Оставил я спальню только тогда, когда женщины задернули полог. Я ласково пожелал принцессе и ее супругу спокойной ночи и с тяжелым сердцем вышел вон. Как я потом узнал, грустно было не только одному мне. Многие находились в унынии, потому что вся эта церемония очень напоминала жертвоприношение, а госпожа дофина уже успела заслужить всеобщую любовь...»

Эти слова были исполнены невероятной нежности, которую этот грубоватый закаленный солдат испытывал по отношению к принцессе, так неудачно начавшей супружескую жизнь. Вернувшись к себе, Мориц дорого бы дал, чтобы узнать, что сейчас происходит за пологом кровати новобрачных.

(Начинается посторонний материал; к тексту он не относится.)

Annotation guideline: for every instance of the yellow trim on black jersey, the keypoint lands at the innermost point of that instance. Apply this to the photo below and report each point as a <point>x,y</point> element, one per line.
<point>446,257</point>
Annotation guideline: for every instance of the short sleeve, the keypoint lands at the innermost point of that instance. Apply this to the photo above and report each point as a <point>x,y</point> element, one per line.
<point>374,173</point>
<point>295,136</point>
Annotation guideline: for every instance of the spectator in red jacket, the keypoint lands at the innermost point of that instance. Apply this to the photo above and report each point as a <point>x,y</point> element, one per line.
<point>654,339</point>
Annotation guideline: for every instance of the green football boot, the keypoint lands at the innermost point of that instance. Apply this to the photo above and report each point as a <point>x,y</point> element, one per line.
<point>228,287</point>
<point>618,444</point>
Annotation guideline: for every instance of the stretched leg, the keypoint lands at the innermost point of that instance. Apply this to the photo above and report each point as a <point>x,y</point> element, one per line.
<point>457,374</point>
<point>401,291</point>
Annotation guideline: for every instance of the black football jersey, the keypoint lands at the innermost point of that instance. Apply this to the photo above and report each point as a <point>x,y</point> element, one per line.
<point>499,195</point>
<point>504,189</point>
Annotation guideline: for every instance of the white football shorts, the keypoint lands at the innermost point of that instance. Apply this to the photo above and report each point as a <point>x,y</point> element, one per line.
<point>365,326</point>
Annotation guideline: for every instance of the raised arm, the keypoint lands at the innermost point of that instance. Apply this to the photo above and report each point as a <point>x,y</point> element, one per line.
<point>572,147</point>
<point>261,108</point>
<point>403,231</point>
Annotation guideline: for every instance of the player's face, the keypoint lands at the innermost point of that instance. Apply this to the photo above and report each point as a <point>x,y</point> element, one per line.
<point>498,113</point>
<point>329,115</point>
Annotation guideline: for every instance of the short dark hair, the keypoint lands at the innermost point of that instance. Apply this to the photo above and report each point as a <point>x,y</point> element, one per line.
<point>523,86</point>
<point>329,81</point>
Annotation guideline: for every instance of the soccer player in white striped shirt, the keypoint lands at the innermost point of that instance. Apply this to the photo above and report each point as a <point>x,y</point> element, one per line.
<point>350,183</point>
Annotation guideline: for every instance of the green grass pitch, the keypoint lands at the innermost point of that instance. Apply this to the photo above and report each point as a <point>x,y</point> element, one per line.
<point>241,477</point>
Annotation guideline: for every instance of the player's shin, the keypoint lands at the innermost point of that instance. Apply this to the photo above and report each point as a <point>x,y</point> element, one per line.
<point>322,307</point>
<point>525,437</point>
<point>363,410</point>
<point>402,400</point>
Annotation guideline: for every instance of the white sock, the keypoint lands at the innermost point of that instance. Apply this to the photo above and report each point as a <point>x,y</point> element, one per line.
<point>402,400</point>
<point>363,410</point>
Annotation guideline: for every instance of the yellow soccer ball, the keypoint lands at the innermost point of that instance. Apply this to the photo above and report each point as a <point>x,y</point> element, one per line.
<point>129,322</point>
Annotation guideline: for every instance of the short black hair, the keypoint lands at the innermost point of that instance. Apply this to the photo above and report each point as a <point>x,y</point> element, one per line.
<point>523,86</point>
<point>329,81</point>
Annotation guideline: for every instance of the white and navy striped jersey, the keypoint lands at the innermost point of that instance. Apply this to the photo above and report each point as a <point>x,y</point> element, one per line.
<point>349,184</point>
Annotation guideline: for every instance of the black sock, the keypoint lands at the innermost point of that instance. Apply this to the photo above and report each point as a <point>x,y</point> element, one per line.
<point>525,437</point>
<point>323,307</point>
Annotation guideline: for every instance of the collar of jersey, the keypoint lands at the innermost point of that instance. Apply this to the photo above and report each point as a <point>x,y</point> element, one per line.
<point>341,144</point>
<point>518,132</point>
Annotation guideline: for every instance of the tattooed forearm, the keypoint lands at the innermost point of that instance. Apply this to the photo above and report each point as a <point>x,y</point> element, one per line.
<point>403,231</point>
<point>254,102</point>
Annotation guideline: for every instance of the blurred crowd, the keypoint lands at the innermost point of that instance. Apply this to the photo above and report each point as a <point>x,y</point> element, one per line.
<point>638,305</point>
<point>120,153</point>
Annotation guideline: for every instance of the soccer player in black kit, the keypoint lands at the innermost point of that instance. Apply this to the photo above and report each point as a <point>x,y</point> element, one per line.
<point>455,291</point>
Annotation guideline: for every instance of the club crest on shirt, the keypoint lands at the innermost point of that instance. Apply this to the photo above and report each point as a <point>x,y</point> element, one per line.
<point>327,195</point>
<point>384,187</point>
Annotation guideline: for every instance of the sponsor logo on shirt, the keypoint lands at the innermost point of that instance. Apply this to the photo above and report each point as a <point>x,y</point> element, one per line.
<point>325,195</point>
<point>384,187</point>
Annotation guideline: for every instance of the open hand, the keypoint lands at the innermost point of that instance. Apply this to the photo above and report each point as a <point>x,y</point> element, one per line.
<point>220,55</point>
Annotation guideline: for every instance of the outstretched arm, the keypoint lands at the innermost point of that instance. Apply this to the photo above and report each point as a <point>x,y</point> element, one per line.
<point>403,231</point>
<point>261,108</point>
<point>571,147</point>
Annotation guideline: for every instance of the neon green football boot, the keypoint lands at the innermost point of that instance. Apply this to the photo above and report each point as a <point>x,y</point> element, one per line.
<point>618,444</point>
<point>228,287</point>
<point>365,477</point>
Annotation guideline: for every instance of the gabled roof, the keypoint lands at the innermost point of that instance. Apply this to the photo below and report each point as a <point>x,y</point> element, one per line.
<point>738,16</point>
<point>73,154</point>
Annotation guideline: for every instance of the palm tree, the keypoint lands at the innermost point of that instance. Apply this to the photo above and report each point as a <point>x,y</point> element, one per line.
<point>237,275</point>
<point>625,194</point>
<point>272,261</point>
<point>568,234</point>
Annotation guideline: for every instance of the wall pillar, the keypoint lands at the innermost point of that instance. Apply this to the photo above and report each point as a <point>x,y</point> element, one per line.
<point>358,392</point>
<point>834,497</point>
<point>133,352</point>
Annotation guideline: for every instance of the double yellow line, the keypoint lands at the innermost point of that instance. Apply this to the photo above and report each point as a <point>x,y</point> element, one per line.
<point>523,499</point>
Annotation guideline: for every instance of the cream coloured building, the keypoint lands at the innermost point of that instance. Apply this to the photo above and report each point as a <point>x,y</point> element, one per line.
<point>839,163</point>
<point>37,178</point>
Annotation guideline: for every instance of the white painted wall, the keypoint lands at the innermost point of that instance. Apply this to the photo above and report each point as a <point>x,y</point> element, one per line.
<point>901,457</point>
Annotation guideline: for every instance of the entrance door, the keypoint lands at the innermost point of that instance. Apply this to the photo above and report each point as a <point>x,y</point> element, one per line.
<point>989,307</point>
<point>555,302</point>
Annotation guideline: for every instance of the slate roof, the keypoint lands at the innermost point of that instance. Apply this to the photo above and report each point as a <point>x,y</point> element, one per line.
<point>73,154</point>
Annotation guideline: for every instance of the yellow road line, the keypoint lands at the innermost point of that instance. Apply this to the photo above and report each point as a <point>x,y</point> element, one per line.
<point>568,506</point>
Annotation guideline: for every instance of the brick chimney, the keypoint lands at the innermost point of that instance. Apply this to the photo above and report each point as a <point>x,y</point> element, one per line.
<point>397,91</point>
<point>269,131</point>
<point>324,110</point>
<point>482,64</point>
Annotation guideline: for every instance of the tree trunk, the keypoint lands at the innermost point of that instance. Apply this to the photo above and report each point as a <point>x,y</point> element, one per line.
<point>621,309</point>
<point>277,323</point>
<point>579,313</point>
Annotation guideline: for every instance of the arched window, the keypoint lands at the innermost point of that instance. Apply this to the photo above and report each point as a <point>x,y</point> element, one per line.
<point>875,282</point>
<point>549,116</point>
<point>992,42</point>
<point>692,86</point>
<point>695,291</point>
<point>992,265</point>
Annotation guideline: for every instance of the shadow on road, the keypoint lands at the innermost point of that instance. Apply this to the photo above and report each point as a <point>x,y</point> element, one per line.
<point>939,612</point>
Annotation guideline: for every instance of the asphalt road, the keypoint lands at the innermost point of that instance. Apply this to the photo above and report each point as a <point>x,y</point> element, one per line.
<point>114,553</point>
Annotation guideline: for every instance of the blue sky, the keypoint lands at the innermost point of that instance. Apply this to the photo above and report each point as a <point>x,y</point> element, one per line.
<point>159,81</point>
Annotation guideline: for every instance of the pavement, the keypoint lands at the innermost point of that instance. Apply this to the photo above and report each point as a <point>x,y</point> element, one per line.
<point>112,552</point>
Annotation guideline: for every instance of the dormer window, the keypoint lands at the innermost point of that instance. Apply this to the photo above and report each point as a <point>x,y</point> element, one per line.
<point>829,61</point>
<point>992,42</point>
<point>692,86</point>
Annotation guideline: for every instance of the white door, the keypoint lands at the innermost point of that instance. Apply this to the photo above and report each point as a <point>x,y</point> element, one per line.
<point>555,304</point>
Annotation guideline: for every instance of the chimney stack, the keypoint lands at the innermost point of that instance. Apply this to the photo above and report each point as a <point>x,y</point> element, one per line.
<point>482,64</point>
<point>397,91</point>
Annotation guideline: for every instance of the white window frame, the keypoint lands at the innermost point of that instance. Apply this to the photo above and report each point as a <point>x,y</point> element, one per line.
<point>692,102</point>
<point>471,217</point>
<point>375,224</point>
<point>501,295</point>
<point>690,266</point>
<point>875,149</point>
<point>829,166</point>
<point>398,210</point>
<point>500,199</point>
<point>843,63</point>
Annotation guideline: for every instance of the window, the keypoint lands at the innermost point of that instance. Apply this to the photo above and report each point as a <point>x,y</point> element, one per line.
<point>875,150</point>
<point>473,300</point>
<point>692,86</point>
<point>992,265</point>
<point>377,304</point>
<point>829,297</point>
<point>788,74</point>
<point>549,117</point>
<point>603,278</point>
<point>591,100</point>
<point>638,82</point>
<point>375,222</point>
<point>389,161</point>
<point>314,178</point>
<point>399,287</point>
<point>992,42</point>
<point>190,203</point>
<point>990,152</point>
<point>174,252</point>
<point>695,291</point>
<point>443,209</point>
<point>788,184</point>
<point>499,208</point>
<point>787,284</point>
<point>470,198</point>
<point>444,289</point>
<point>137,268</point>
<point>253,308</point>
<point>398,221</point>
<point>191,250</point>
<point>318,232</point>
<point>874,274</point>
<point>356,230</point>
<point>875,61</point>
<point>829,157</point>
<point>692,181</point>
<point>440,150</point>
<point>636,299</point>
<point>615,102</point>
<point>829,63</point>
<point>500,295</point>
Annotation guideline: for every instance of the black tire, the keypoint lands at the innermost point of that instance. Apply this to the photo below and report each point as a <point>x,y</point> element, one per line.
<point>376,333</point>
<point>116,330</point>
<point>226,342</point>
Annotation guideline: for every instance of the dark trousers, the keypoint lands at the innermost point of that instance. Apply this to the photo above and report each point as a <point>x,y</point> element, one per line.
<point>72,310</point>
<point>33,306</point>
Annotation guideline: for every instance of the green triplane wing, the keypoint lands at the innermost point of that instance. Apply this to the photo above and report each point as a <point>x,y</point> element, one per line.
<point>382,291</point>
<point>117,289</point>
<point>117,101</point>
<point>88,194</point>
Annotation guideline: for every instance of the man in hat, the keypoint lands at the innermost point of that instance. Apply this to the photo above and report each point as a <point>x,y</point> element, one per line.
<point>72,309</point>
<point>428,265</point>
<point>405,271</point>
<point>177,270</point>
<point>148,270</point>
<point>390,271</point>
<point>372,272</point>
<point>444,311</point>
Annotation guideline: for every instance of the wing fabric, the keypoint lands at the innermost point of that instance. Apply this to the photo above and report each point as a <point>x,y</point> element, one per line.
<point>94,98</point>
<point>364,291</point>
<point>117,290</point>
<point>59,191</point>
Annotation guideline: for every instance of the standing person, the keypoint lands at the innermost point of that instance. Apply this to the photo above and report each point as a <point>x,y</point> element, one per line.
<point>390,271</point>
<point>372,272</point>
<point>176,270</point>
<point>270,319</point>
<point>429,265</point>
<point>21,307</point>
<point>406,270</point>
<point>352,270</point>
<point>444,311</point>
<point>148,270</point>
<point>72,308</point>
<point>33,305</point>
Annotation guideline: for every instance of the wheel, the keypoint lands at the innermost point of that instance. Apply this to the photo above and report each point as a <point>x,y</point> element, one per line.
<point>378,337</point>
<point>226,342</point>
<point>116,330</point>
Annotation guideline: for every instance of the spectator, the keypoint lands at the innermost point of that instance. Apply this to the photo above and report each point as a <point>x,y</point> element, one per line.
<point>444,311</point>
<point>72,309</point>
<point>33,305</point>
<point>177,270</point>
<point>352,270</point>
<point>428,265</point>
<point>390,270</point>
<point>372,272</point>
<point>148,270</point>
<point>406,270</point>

Слава богу, разгневанному маршалу не дано было увидеть происходившее там. А происходило следующее: едва комната опустела, Людовик разрыдался, как ребенок, потерявшийся в темноте. Пораженная этим бурным проявлением горя, Мария-Жозефа сначала изумленно прислушивалась к всхлипываниям принца, а потом у нее самой на глазах выступили слезы, она стала плакать вместе со своим мужем. И вот оба молодых супруга, каждый уткнувшись в свою подушку, принялись реветь один громче другого.

И, то ли услышав, как она плачет вместе с ним, то ли почувствовав, как бедная девушка содрогается всем телом, принц, хлюпнув носом, с трудом произнес:

— Из... извините меня... мадам... Я не... не хотел, чтобы так получилось...

Боже милостивый! Он разговаривает! Слезы на глазах высохли как по волшебству. Мария-Жозефа промокнула лицо платком, а затем, обернувшись к плачущему мужу, очень мягко произнесла:

— Плачьте, месье, плачьте и не стесняйтесь своих слез! Только они дают мне надежду на то, что когда-нибудь — не скоро, конечно же, не скоро! — я заслужу ваше уважение. Лишь благородные сердца хранят верность воспоминаниям. И я понимаю, сколь трудно вам было, когда вы соглашались на наш брак.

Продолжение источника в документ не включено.